Depuis 20 ans, à chacun de mes anniversaires, ma femme m'offre une paire de chaussettes. C'est un rituel. Sans même avoir ouvert le paquet, je sais ce qu'il y a dedans. Stéphane Brizé est la chaussette du cinéma français : on connait le contenu sans même avoir vu le film. C'est toujours le même propos, la même histoire, la même vision caricaturale du monde de l'entreprise : celle des salauds de patrons et d'actionnaires qui pressurent jusqu'à la mort les pauvres ouvriers. Un manichéisme poussé à son paroxysme.
Ma critique est téméraire car je devine déjà les objections : "Mais pas du tout, ce monde existe, ces entreprises qui ferment, qui délocalisent, ces plans de restructuration, cette souffrance des salariés, tout cela est une réalité". Et c'est vrai. Mais le problème n'est pas là.
Le problème de Stéphane Brizé c'est qu'il déforme la réalité à des fins idéologiques. Il porte la lumière de son projecteur sur la partie qui l'arrange, occultant l'amont et l'aval de la question sociale qu'il prétend traiter. Imagine-t-on un film pleurant les morts allemands à Dresde en 1945, dénonçant des bombardement alliés assassins, sans mettre l'événement en perspective ? C'est pourtant ce que fait Stéphane Brizé pour parler de la société capitaliste.
L'entreprise industrielle est au coeur d'un ensemble "conception - production - distribution". La mondialisation a mis sous concurrence la partie productive et fortement accru le processus d'externalisation. Les ouvriers occidentaux en sont les victimes directes (et tout le monde a de l'empathie pour ces salariés) MAIS ce processus économique de mise en concurrence n'a pas que des conséquences néfastes : dans les pays où la main d'oeuvre est à moindre coût il permet la croissance et l'essor de la consommation (osons comparer le niveau de vie des Chinois sous Mao avec celui de leurs petits-enfants) et, dans les pays développés, il participe à la satisfaction des besoins des populations par des prix moins élevés et, surtout, génère des millions d'emplois dans la conception, le transport, le marketing, la distribution et bien d'autres secteurs, grâce à l'accroissement de la productivité et des échanges.
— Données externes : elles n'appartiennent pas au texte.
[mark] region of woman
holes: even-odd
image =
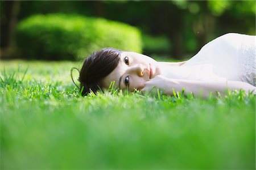
[[[227,90],[255,91],[255,37],[228,33],[204,45],[190,60],[157,62],[138,53],[104,48],[86,58],[80,71],[82,94],[108,88],[112,81],[119,89],[172,95],[173,89],[207,96]]]

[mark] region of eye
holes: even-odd
[[[129,76],[127,76],[125,78],[125,84],[126,86],[129,86]]]
[[[125,62],[127,65],[129,64],[129,59],[128,57],[125,57]]]

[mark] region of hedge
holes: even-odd
[[[138,28],[102,18],[36,15],[19,22],[16,33],[22,56],[30,59],[75,60],[104,47],[142,52]]]

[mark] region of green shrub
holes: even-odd
[[[141,32],[130,26],[77,15],[36,15],[16,29],[22,56],[32,59],[75,60],[104,47],[140,53]]]
[[[165,36],[154,37],[143,34],[142,44],[143,52],[149,54],[166,54],[171,52],[171,42]]]

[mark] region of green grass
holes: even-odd
[[[253,95],[82,97],[80,64],[0,61],[1,169],[255,169]]]

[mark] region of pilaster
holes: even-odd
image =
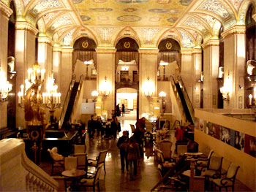
[[[158,49],[139,49],[139,116],[154,112],[154,105],[144,94],[145,89],[151,89],[152,96],[157,97],[157,55]],[[151,114],[153,115],[153,114]]]
[[[246,26],[236,26],[225,31],[224,41],[224,82],[229,76],[230,101],[225,101],[225,109],[244,108],[244,74],[246,64]]]
[[[219,41],[210,39],[203,47],[203,108],[217,108]]]
[[[108,116],[111,117],[111,112],[115,109],[115,53],[116,49],[114,47],[98,47],[97,62],[97,87],[99,94],[101,91],[107,88],[104,87],[107,83],[109,89],[109,95],[104,97],[103,110],[108,111]]]
[[[15,92],[24,84],[29,68],[35,62],[35,38],[38,30],[25,21],[15,23],[15,69],[17,72]],[[18,102],[16,102],[18,104]],[[23,109],[17,107],[16,126],[25,126]]]

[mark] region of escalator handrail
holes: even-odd
[[[178,79],[178,82],[181,82],[181,85],[182,85],[182,88],[184,88],[184,91],[183,92],[183,95],[184,96],[184,99],[185,99],[185,101],[187,103],[187,106],[188,107],[188,109],[189,110],[189,112],[191,114],[191,118],[193,120],[193,123],[195,124],[195,110],[194,110],[194,107],[193,107],[193,105],[189,99],[189,96],[187,92],[187,90],[186,90],[186,87],[184,85],[184,83],[182,80],[182,78],[181,76],[178,76],[177,77],[177,79]],[[182,90],[182,89],[181,89]]]
[[[74,86],[75,78],[76,78],[76,75],[75,75],[75,74],[73,74],[72,76],[72,80],[71,80],[71,82],[70,82],[70,84],[69,86],[69,89],[67,91],[65,100],[64,100],[63,105],[62,105],[62,110],[61,110],[61,115],[59,116],[59,128],[61,128],[62,126],[63,121],[64,121],[64,118],[65,118],[65,113],[66,113],[67,108],[69,101],[69,97],[71,95],[72,88]]]

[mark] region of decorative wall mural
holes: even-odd
[[[194,18],[189,18],[185,23],[184,23],[184,26],[190,26],[192,28],[195,28],[200,31],[201,31],[203,33],[205,33],[206,31],[206,28],[203,26],[203,24],[197,19]]]
[[[113,11],[111,8],[89,8],[89,10],[94,12],[110,12]]]
[[[152,41],[157,33],[160,30],[159,28],[140,28],[140,29],[147,42]]]
[[[141,4],[148,2],[148,0],[116,0],[116,1],[122,4]]]
[[[167,20],[170,23],[175,23],[177,20],[178,18],[170,18]]]
[[[135,12],[137,11],[137,9],[132,8],[132,7],[129,7],[129,8],[125,8],[124,9],[124,12]]]
[[[159,17],[152,17],[149,18],[149,21],[150,22],[158,22],[161,20],[161,18]]]
[[[68,24],[72,24],[73,22],[70,18],[69,15],[65,15],[61,18],[59,18],[57,21],[54,22],[54,23],[51,26],[50,29],[54,30],[56,28],[64,26],[64,25],[68,25]]]
[[[121,15],[116,18],[123,22],[137,22],[141,20],[141,18],[137,15]]]
[[[91,19],[90,17],[86,16],[86,15],[80,15],[80,17],[83,21],[88,21]]]
[[[169,4],[171,0],[157,0],[158,4]]]
[[[178,10],[167,9],[148,9],[148,12],[168,12],[168,13],[177,13],[177,12],[179,12]]]
[[[72,42],[72,37],[73,36],[75,28],[68,32],[62,39],[61,45],[70,46]]]
[[[111,36],[113,31],[115,30],[113,27],[97,27],[98,31],[103,41],[109,41],[109,38]]]
[[[58,0],[42,0],[33,8],[31,12],[34,15],[37,15],[43,10],[61,7],[62,7],[62,5]]]
[[[180,29],[178,29],[178,32],[181,35],[183,47],[188,48],[195,47],[195,43],[189,35]]]
[[[226,8],[217,0],[206,0],[200,9],[214,12],[224,19],[227,19],[230,15]]]

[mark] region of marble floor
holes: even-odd
[[[134,114],[118,117],[121,125],[121,130],[128,130],[131,135],[129,124],[135,124]],[[86,136],[87,137],[87,136]],[[119,150],[116,146],[116,140],[113,139],[103,139],[100,140],[86,139],[86,153],[89,158],[95,158],[99,152],[108,150],[106,158],[106,174],[102,172],[100,175],[99,188],[101,191],[150,191],[157,183],[159,175],[157,165],[154,160],[152,144],[148,144],[144,149],[144,158],[140,159],[138,170],[138,175],[135,180],[129,181],[129,173],[121,170]],[[41,168],[49,174],[51,172],[51,162],[49,161],[42,162]],[[62,169],[56,169],[53,175],[61,175]],[[236,182],[236,191],[249,191],[239,181]],[[63,185],[63,191],[64,187]],[[83,191],[83,188],[80,191]],[[96,189],[97,191],[97,188]],[[86,191],[92,191],[92,188],[87,188]],[[160,191],[163,191],[160,190]],[[165,191],[169,191],[167,189]]]

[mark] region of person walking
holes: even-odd
[[[127,147],[127,153],[129,161],[129,180],[132,180],[134,176],[137,175],[137,162],[140,158],[139,146],[136,144],[133,137],[129,139]]]
[[[121,116],[122,117],[124,117],[124,110],[125,110],[124,104],[122,104],[122,105],[121,105]]]
[[[126,153],[126,148],[129,142],[129,132],[128,131],[123,131],[123,136],[118,139],[117,142],[117,147],[120,150],[120,158],[121,158],[121,170],[124,171],[124,165],[127,171],[129,170],[129,164],[127,160],[127,155]]]

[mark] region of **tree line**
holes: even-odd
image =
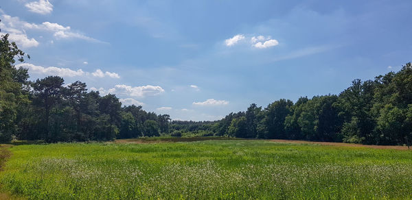
[[[374,80],[355,79],[339,95],[279,99],[262,109],[222,119],[218,135],[370,145],[410,145],[412,139],[412,64]]]
[[[8,38],[0,41],[0,142],[111,140],[169,132],[169,115],[122,107],[115,95],[87,92],[85,83],[65,86],[58,76],[29,81],[27,69],[14,63],[30,56]]]
[[[16,62],[30,56],[8,35],[0,40],[0,141],[48,142],[111,140],[141,136],[216,136],[407,145],[412,139],[412,64],[374,80],[354,80],[339,95],[279,99],[266,108],[216,121],[172,121],[141,106],[122,107],[114,95],[87,92],[87,85],[49,76],[29,81]]]

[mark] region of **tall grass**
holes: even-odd
[[[0,174],[28,199],[411,199],[407,151],[263,140],[21,145]]]

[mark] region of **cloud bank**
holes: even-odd
[[[26,3],[25,6],[28,8],[30,12],[40,14],[49,14],[53,11],[53,5],[47,0],[30,2]]]
[[[29,69],[30,73],[42,74],[45,75],[57,75],[62,77],[78,77],[78,76],[93,76],[98,77],[108,77],[111,78],[120,78],[120,76],[117,73],[111,73],[106,71],[103,73],[100,69],[97,69],[93,73],[84,72],[82,69],[78,69],[76,71],[70,69],[69,68],[60,68],[56,66],[48,66],[44,67],[42,66],[37,66],[30,63],[22,63],[16,64],[16,68],[23,67]],[[102,74],[100,74],[102,73]]]
[[[225,100],[215,100],[214,99],[209,99],[203,102],[193,102],[193,105],[227,105],[229,104],[229,101]]]

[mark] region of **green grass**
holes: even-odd
[[[33,199],[412,197],[407,151],[247,140],[10,150],[2,189]]]

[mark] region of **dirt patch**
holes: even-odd
[[[404,146],[384,146],[384,145],[367,145],[343,142],[310,142],[303,140],[271,140],[275,142],[293,143],[293,144],[314,144],[321,145],[338,146],[338,147],[367,147],[380,149],[396,149],[408,150],[408,147]]]

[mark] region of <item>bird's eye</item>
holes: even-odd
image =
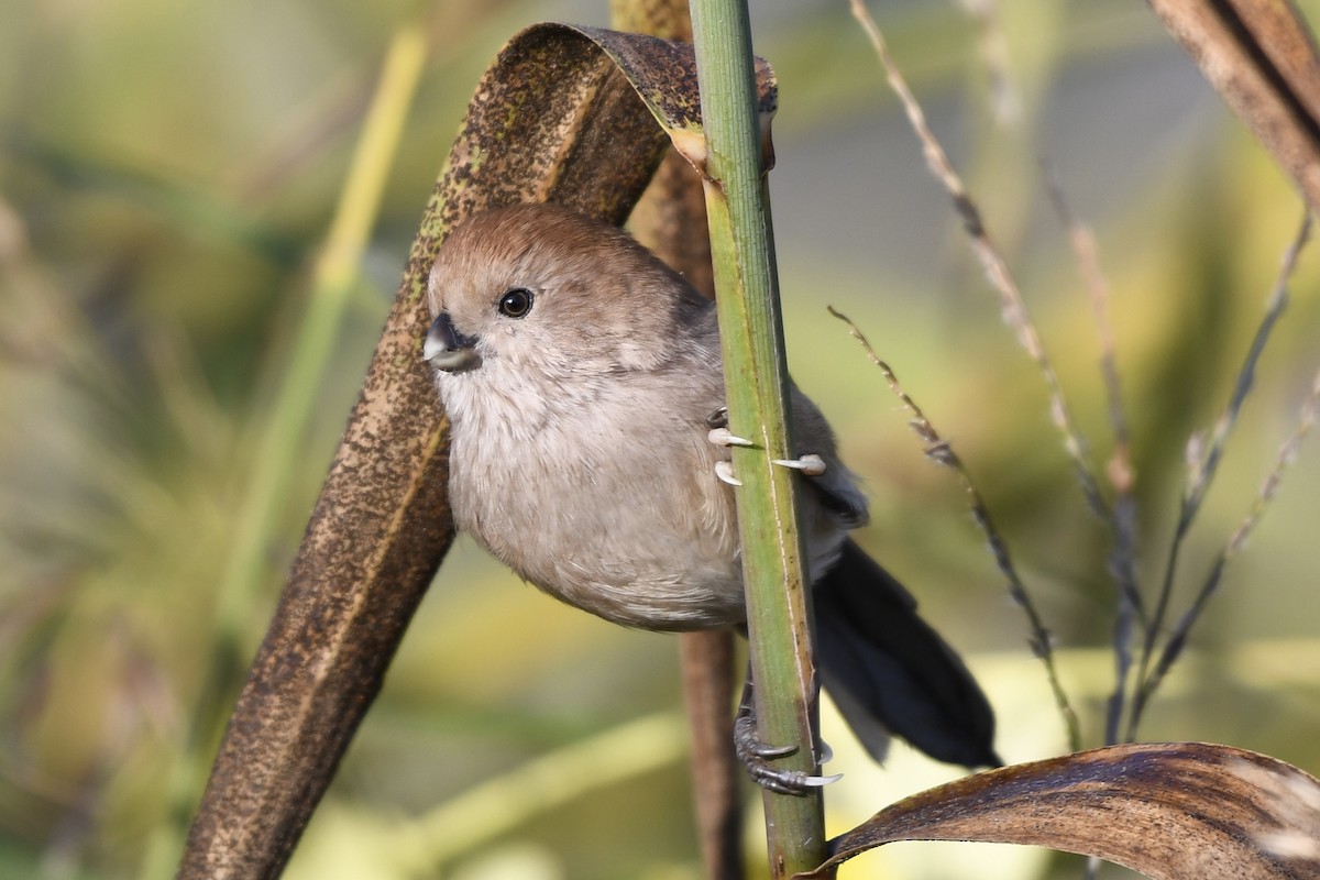
[[[506,290],[499,298],[499,313],[506,318],[525,318],[532,310],[532,292],[527,288]]]

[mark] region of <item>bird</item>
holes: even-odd
[[[458,528],[524,581],[612,623],[744,632],[729,447],[748,442],[727,425],[714,303],[624,230],[549,203],[457,226],[426,296],[422,356],[449,418]],[[804,471],[825,690],[875,760],[898,735],[940,761],[999,765],[985,693],[912,594],[849,537],[867,499],[828,421],[796,385],[789,408],[801,453],[779,463]],[[739,756],[759,782],[800,793],[803,777],[750,751]]]

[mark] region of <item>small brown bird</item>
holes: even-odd
[[[622,230],[549,204],[454,230],[429,299],[459,528],[606,620],[742,628],[741,441],[711,431],[725,404],[714,305]],[[981,689],[847,538],[866,499],[796,388],[792,417],[804,455],[787,463],[813,474],[800,507],[825,687],[876,760],[892,731],[939,760],[998,764]]]

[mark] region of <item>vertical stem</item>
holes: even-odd
[[[796,745],[784,768],[816,773],[817,705],[803,538],[793,480],[771,459],[789,458],[788,369],[764,190],[762,120],[746,3],[694,0],[702,127],[706,137],[706,210],[725,356],[729,426],[754,449],[734,449],[738,522],[747,591],[747,628],[756,681],[758,734],[771,745]],[[825,855],[818,792],[793,797],[766,792],[771,875],[817,867]]]

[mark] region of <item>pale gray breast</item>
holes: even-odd
[[[491,365],[491,364],[487,364]],[[477,381],[473,381],[477,380]],[[492,384],[506,392],[491,394]],[[743,619],[726,450],[706,441],[722,383],[698,371],[616,375],[508,393],[444,376],[459,526],[543,590],[626,625]]]

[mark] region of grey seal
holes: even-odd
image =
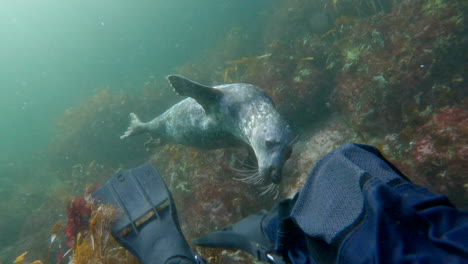
[[[258,165],[239,171],[241,177],[237,179],[264,184],[262,194],[278,195],[293,138],[290,126],[267,93],[246,83],[210,87],[180,75],[167,79],[177,94],[188,98],[147,123],[131,113],[130,126],[120,138],[147,132],[156,145],[172,142],[218,149],[246,144]]]

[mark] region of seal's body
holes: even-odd
[[[159,144],[174,142],[205,149],[243,142],[252,147],[258,161],[258,177],[251,175],[247,181],[255,178],[270,187],[281,181],[283,165],[291,154],[292,133],[265,91],[244,83],[209,87],[178,75],[170,75],[168,80],[178,94],[189,98],[148,123],[130,114],[130,126],[121,138],[148,132]]]

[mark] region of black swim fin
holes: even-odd
[[[142,263],[204,263],[185,240],[172,195],[151,164],[117,173],[93,197],[121,211],[112,235]]]

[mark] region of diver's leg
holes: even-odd
[[[415,186],[367,145],[345,144],[322,158],[291,220],[306,235],[308,251],[325,263],[463,263],[468,257],[468,212]]]
[[[112,235],[143,263],[203,263],[187,244],[172,195],[150,164],[117,173],[93,197],[121,212]]]

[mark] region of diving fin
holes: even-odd
[[[121,211],[112,235],[143,263],[203,263],[182,234],[172,195],[151,164],[117,173],[93,197]]]
[[[182,96],[189,96],[200,104],[206,112],[211,112],[223,96],[223,92],[210,86],[196,83],[180,75],[167,76],[174,91]]]

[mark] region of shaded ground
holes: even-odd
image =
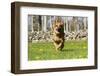
[[[28,60],[87,58],[87,45],[86,40],[67,41],[62,51],[56,51],[52,42],[29,43]]]

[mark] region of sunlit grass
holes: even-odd
[[[86,40],[67,41],[62,51],[56,51],[52,42],[29,43],[28,60],[87,58],[87,49]]]

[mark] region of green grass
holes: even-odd
[[[52,42],[29,43],[28,60],[87,58],[87,48],[86,40],[67,41],[62,51],[56,51]]]

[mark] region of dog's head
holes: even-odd
[[[63,33],[64,32],[64,23],[61,18],[56,18],[53,24],[53,30],[55,33]]]

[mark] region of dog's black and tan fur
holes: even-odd
[[[53,43],[56,50],[62,50],[64,47],[64,23],[61,18],[56,18],[53,26]]]

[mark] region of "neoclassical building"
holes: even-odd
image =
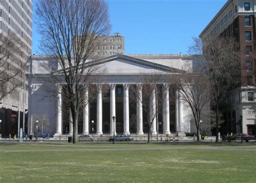
[[[156,100],[161,99],[160,110],[158,117],[152,119],[152,134],[184,133],[194,131],[191,124],[191,111],[181,102],[179,91],[171,87],[172,76],[179,74],[190,65],[193,66],[193,58],[189,55],[123,55],[117,54],[99,58],[93,62],[104,68],[100,73],[100,82],[94,83],[97,89],[97,97],[90,101],[81,110],[78,119],[78,134],[113,134],[113,124],[117,133],[138,135],[147,133],[147,115],[155,113]],[[52,70],[61,68],[54,59],[48,56],[33,56],[30,62],[29,79],[29,121],[28,132],[32,134],[35,123],[39,121],[42,133],[50,135],[72,133],[72,119],[70,110],[63,97],[64,78],[59,77],[59,83],[48,82],[50,76],[45,65]],[[140,79],[142,73],[150,74],[158,73],[161,79],[157,86],[161,93],[152,94],[150,114],[145,114],[142,110],[143,81]],[[167,79],[168,78],[168,79]],[[102,88],[107,86],[103,93]],[[138,93],[136,100],[131,99],[134,92],[131,86],[137,89]],[[58,94],[51,94],[49,91],[56,90]],[[90,95],[88,90],[84,90],[84,97]],[[159,98],[161,98],[159,99]],[[171,98],[172,99],[171,99]],[[113,123],[112,117],[116,117]],[[72,122],[72,121],[71,121]]]

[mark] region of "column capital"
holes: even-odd
[[[165,90],[169,90],[170,86],[170,83],[165,83],[163,84],[163,86]]]
[[[128,90],[129,89],[129,84],[123,84],[123,86],[124,87],[124,89],[125,90]]]
[[[152,89],[156,89],[156,88],[157,87],[157,84],[156,83],[151,83],[150,84],[150,86]]]
[[[142,83],[136,84],[136,87],[138,90],[142,90],[143,86],[143,84]]]
[[[109,86],[110,87],[111,90],[116,90],[116,84],[110,84]]]
[[[62,85],[61,84],[56,84],[55,86],[56,86],[56,87],[58,90],[62,90]]]
[[[96,84],[97,90],[99,91],[102,90],[103,84],[102,83]]]

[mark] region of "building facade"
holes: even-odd
[[[199,36],[203,39],[233,36],[239,44],[241,84],[227,96],[224,134],[242,131],[256,135],[255,8],[255,0],[228,0]]]
[[[166,102],[163,103],[161,111],[158,111],[158,121],[162,122],[158,123],[159,133],[184,134],[185,132],[190,132],[193,126],[191,124],[190,110],[181,102],[179,92],[172,89],[171,79],[167,78],[184,71],[183,69],[188,63],[193,62],[192,59],[190,56],[181,54],[117,54],[94,60],[100,68],[104,68],[104,72],[101,73],[103,77],[100,82],[93,84],[97,90],[97,97],[90,101],[79,114],[78,133],[113,134],[113,116],[116,117],[116,133],[138,135],[147,133],[145,119],[147,115],[151,116],[152,113],[156,112],[156,100],[160,101],[160,99]],[[30,86],[28,131],[33,134],[35,123],[39,121],[43,121],[42,127],[44,133],[55,136],[71,135],[73,129],[70,110],[65,105],[62,90],[65,81],[60,76],[61,85],[59,83],[46,82],[49,71],[42,65],[48,64],[50,64],[54,70],[61,70],[58,67],[59,66],[57,61],[49,57],[33,56],[30,63],[30,73],[26,75]],[[161,79],[156,86],[161,92],[152,94],[152,101],[154,101],[151,105],[149,114],[143,111],[139,104],[141,100],[132,99],[134,94],[131,90],[132,86],[136,87],[136,92],[140,93],[138,97],[142,98],[145,94],[141,87],[143,83],[140,78],[142,72],[146,76],[153,73],[161,75]],[[107,86],[107,89],[103,94],[101,89],[104,86]],[[48,91],[50,88],[54,89],[58,94],[49,94]],[[85,98],[90,94],[87,91],[83,92]],[[155,118],[152,126],[153,134],[157,133],[157,126]]]
[[[21,65],[28,63],[32,49],[32,0],[0,1],[0,44],[5,47],[4,40],[11,38],[18,50],[2,62],[2,65],[7,65],[3,72],[1,79],[10,77],[14,71],[20,69]],[[0,53],[3,57],[2,52]],[[24,69],[15,77],[9,79],[8,85],[18,86],[0,101],[0,134],[2,136],[14,135],[17,133],[18,118],[18,103],[21,99],[20,110],[23,114],[28,110],[28,80],[25,74],[28,69]],[[21,93],[21,94],[19,94]],[[22,127],[22,126],[21,126]]]

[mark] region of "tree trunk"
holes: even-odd
[[[219,105],[216,105],[216,143],[219,142]]]
[[[199,127],[197,127],[197,141],[200,141],[200,129]]]

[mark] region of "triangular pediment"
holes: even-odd
[[[139,73],[174,73],[184,71],[122,54],[117,54],[87,63],[97,65],[106,74],[132,74]],[[59,72],[62,72],[61,70]]]

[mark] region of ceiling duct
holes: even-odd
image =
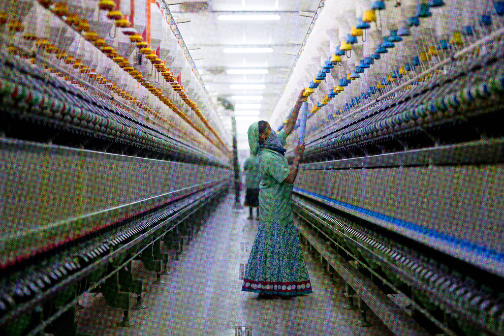
[[[181,11],[186,13],[207,12],[210,8],[210,5],[207,1],[188,1],[179,6]]]

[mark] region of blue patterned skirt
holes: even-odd
[[[276,219],[260,225],[250,251],[241,290],[293,296],[311,293],[311,284],[296,227],[280,228]]]

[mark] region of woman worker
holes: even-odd
[[[241,290],[271,298],[311,293],[308,270],[292,218],[292,184],[297,175],[304,143],[294,148],[289,170],[284,156],[285,138],[294,129],[304,90],[298,97],[289,120],[277,134],[260,121],[247,131],[253,153],[259,153],[260,222],[250,251]]]

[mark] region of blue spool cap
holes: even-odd
[[[465,26],[462,28],[462,35],[472,35],[474,33],[474,28],[472,26]]]
[[[410,26],[412,26],[413,25],[410,25]],[[397,35],[399,36],[409,36],[411,35],[411,31],[409,30],[409,28],[408,27],[403,27],[402,28],[399,28],[397,31]]]
[[[489,15],[482,15],[478,19],[478,24],[480,26],[489,26],[492,24],[492,18]]]
[[[383,1],[375,1],[371,5],[371,9],[373,11],[385,9],[385,3]]]
[[[366,57],[366,58],[367,59],[368,58]],[[361,60],[360,65],[359,66],[359,68],[361,69],[368,69],[369,67],[369,66],[366,63],[365,60]]]
[[[443,0],[429,0],[427,2],[427,6],[429,7],[440,7],[445,6],[445,2]]]
[[[397,30],[390,31],[390,36],[389,37],[389,42],[401,42],[402,40],[403,39],[401,36],[397,36]]]
[[[354,43],[357,43],[357,37],[352,36],[350,34],[347,34],[347,40],[346,42],[347,43],[350,43],[351,44],[353,44]]]
[[[362,21],[362,17],[360,16],[357,18],[357,25],[355,26],[355,28],[357,29],[367,29],[371,28],[371,26],[367,22]]]
[[[376,49],[374,50],[375,54],[380,54],[380,53],[387,53],[389,52],[389,50],[383,47],[381,44],[379,44],[376,46]],[[380,59],[375,58],[375,60],[379,60]]]
[[[383,37],[383,43],[382,44],[382,47],[383,48],[393,48],[396,46],[396,45],[393,43],[392,42],[389,41],[389,37],[390,36],[384,36]],[[377,50],[377,49],[376,49]]]
[[[415,16],[417,18],[428,18],[432,16],[432,13],[429,10],[429,7],[426,4],[421,4],[418,5]]]
[[[439,40],[439,44],[437,45],[438,49],[449,49],[451,47],[451,46],[446,40]]]
[[[408,26],[408,27],[411,27],[412,26],[417,27],[419,25],[420,20],[418,20],[418,18],[416,16],[410,16],[406,19],[406,26]],[[397,34],[400,35],[399,33],[398,33]]]
[[[395,70],[394,72],[392,73],[392,78],[402,78],[403,75],[399,73],[399,72],[397,70]]]
[[[497,15],[504,14],[504,1],[494,1],[493,8]]]

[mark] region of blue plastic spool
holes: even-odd
[[[445,6],[445,2],[443,0],[429,0],[427,6],[429,7],[440,7]]]
[[[416,18],[415,18],[416,19]],[[418,19],[417,19],[418,20]],[[406,21],[406,24],[407,24],[407,20]],[[418,22],[418,25],[420,24],[420,22]],[[410,26],[413,25],[409,25]],[[408,27],[403,27],[403,28],[399,28],[397,31],[397,35],[399,36],[409,36],[411,35],[411,31],[410,30],[409,28]]]
[[[368,69],[369,67],[369,66],[366,63],[365,60],[361,60],[360,61],[360,65],[359,66],[359,68],[360,68],[361,69]]]
[[[375,1],[371,5],[371,9],[380,11],[385,9],[385,3],[383,1]]]
[[[489,15],[482,15],[478,19],[480,26],[489,26],[492,24],[492,18]]]
[[[439,40],[439,44],[437,45],[438,49],[447,49],[451,47],[452,46],[448,44],[448,42],[446,40]]]
[[[426,4],[421,4],[418,5],[415,16],[417,18],[428,18],[432,16],[432,13],[429,10],[429,7]]]
[[[357,25],[355,26],[355,28],[357,29],[367,29],[367,28],[371,28],[371,26],[367,22],[363,22],[362,21],[362,17],[359,16],[357,18]]]
[[[472,35],[474,33],[474,27],[472,26],[465,26],[462,29],[462,35]]]
[[[412,27],[413,26],[415,26],[415,27],[418,27],[419,25],[420,25],[420,20],[418,20],[418,18],[417,18],[417,17],[410,16],[410,17],[406,19],[406,26],[408,26],[408,27]],[[409,30],[409,29],[408,29],[408,30]],[[397,34],[399,35],[399,33],[398,33]]]
[[[347,34],[347,40],[346,42],[350,44],[353,44],[357,43],[357,37],[352,36],[350,34]]]
[[[504,1],[493,2],[493,8],[497,15],[504,15]]]
[[[409,30],[409,29],[408,29]],[[401,36],[397,36],[397,30],[391,30],[390,36],[389,36],[388,41],[389,42],[401,42],[403,40]]]
[[[389,38],[390,36],[384,36],[383,37],[383,43],[382,44],[382,47],[383,48],[393,48],[396,46],[396,45],[390,42],[389,40]],[[376,49],[377,50],[377,49]]]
Pour preuve, rappelons que plus de 80 % des actifs français oeuvrent dans le secteur tertiaire.
Soit Stéphane Brizé occulte volontairement cet aspect ce qui serait intellectuellement malhonnête, soit il ignore les ressorts de l'économie capitaliste dont il dénonce les méfaits. L'irréalisme de nombreuses scènes (les rencontres avec la Direction, le plan d'économie, la procédure de licenciement) incite fortement à croire qu'il ne maitrise pas son sujet. Au lieu d'un film subtil sur notre rapport schizophrénique à la mondialisation, le spectateur a droit à un épisode de Oui-Oui, celui où il découvre le monde de l'entreprise avec ses gentils ouvriers et ses méchants actionnaires ! Et si la réalité était plus complexe ? Et si nous étions également responsables de ce que nous dénonçons ?
Si Stéphane Brizé veut sortir du monde binaire où ses certitudes l'ont enfermé, je lui recommande de voir l'excellent "Ceux qui travaillent" d'Antoine Russbach, qui traite du même sujet avec beaucoup plus de subtilité et, puisqu'il aime dénoncer les affres du capitalisme et de la mondialisation, je l'invite à ouvrir un manuel d'histoire de lycée pour constater ce à quoi ont abouti les nombreux systèmes économiques alternatifs qui, au XXe siècle, ont refusé la loi du marché.